One of the biggest medical concerns globally is the increasing amount of antibiotic resistant bacteria. Here’s a guide on how to avoid them.
Antibiotics are the life-saving medicines that have been treating bacterial infections and diseases since the 1940s. But they’re no longer working as well as they used to, with public health experts claiming overuse and misuse being mostly to blame for the increasing lack of efficiency. Growing too is the amount of bacteria immune or resistant to antibiotics. There are some small things that you, personally, can do to help.
What is it?
There are many different types of antibiotics, used to treat a range of infections from pneumonia and whooping cough to UTIs and skin infections. When these antibiotics are taken incorrectly or too often, the infection-causing bacteria can mutate and become resistant to the medicine. This is known as antibiotic resistance, and makes bacterial infections much harder to treat.

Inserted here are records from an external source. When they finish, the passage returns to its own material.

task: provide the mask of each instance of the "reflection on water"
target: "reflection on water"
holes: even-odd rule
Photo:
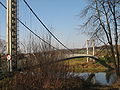
[[[90,76],[91,73],[84,72],[84,73],[71,73],[71,74],[74,77],[82,77],[86,80]],[[117,80],[117,75],[115,72],[97,72],[94,74],[95,76],[91,80],[93,84],[111,85],[115,83]]]

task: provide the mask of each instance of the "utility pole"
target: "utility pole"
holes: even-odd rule
[[[7,28],[6,28],[7,54],[11,56],[8,61],[8,71],[17,69],[17,0],[7,0]]]
[[[95,40],[92,40],[93,56],[95,55]]]
[[[89,40],[86,41],[86,50],[87,50],[87,55],[89,54],[88,52],[88,45],[89,45]],[[88,57],[87,57],[87,62],[88,62]]]

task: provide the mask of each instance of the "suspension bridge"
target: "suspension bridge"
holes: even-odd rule
[[[41,36],[36,33],[34,30],[32,30],[29,26],[26,25],[26,23],[24,23],[20,18],[19,18],[19,9],[18,9],[18,5],[19,5],[19,0],[7,0],[7,6],[4,5],[2,2],[0,2],[0,4],[3,6],[3,8],[6,10],[6,14],[7,14],[7,21],[6,21],[6,55],[7,55],[7,63],[8,63],[8,71],[12,72],[14,70],[17,69],[17,62],[18,62],[18,54],[19,54],[19,48],[23,46],[23,51],[26,50],[25,46],[21,41],[19,41],[19,32],[21,32],[21,30],[19,30],[19,24],[21,24],[25,30],[28,30],[30,32],[30,37],[31,38],[31,34],[34,35],[34,37],[36,37],[37,41],[40,40],[42,42],[45,43],[45,45],[48,45],[49,48],[52,48],[52,50],[61,50],[55,46],[53,46],[51,44],[51,42],[41,38]],[[50,29],[43,23],[43,21],[38,17],[38,15],[35,13],[35,11],[32,9],[32,7],[28,4],[28,2],[26,0],[23,0],[24,4],[27,6],[28,10],[35,16],[35,18],[37,19],[37,21],[45,28],[45,30],[54,38],[55,41],[57,41],[57,43],[59,43],[62,47],[64,47],[69,54],[66,55],[66,57],[62,58],[61,60],[55,61],[55,62],[59,62],[59,61],[65,61],[65,60],[69,60],[69,59],[73,59],[73,58],[85,58],[85,57],[89,57],[95,60],[99,60],[97,56],[95,56],[95,46],[94,46],[94,40],[92,40],[92,48],[93,48],[93,54],[90,55],[88,53],[88,41],[86,42],[86,47],[87,47],[87,54],[75,54],[71,49],[69,49],[65,44],[63,44],[51,31]],[[33,40],[35,41],[35,40]],[[32,42],[30,40],[30,42]],[[32,42],[33,43],[33,42]],[[35,42],[36,43],[36,42]],[[20,44],[22,44],[20,46]],[[33,44],[34,45],[34,44]],[[40,45],[40,43],[39,43]],[[45,47],[46,48],[46,47]],[[35,48],[35,46],[33,47],[33,49],[38,50]],[[31,50],[31,47],[29,48],[29,50]],[[33,53],[34,50],[31,51],[24,51],[24,53]],[[88,62],[88,61],[87,61]]]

To make matters worse, these mutated bacteria can pass genetic material on to other bacteria, forming a new resistant strain also known as “superbugs”.
Where it’s happening
The World Health Organisation (WHO) has warned that antibiotic resistance is one of the biggest threats to our health today and needs an urgent response. If not reversed, the problem is predicted to kill 10 million people globally.
And it’s right here in our backyard. In Australia, some types of UTIs and Golden staph, a common cause of skin infections, have developed resistance to antibiotics.
In fact, we have one of the highest rates of antibiotic use in the world. A recent report by The Australian Commission on Safety and Quality in Healthcare revealed around half of the Australian population were prescribed at least one course of antibiotics in 2014-15. Worryingly, more than half of people suffering from colds and other upper respiratory tract infections were prescribed antibiotics unnecessarily.
Global problem, individual solution
One of the biggest myths surrounding antibiotic resistance is that it can’t be reversed. However, since it’s the bacteria, not our immune system, that are becoming resistant, there are ways to fight back. Here’s how you can do your part.
- Don’t request antibiotics for a cold or flu. Simply put, the common cold and influenza virus does not respond to antibiotics because it’s usually not caused by a bacterial infection. The not-for-profit organisation NPS MedicineWise points out that some people think they feel better on antibiotics for cold or flu, when in fact it’s actually just their body’s immune system doing what it naturally does best.
- Don’t take shortcuts even if you feel better. If you’re using antibiotics, take the prescribed dose and complete the full course. Failure to do so increases the
chance that some bacteria will survive and mutate. This is how a lot of drug resistant infections multiply.
- Avoid passing it on with good hygiene. If you develop a superbug it can survive in your body for as long as one year and be passed on to family members or workmates through coughing and contaminated hands, so practicing proper hygiene is a good habit. Wash your hands regularly and cover your mouth when you cough.
- Don’t skip your vaccinations. The WHO recommends all people keep their vaccinations up to date to prevent infections in the first place. Vaccinating against whooping cough is a great example.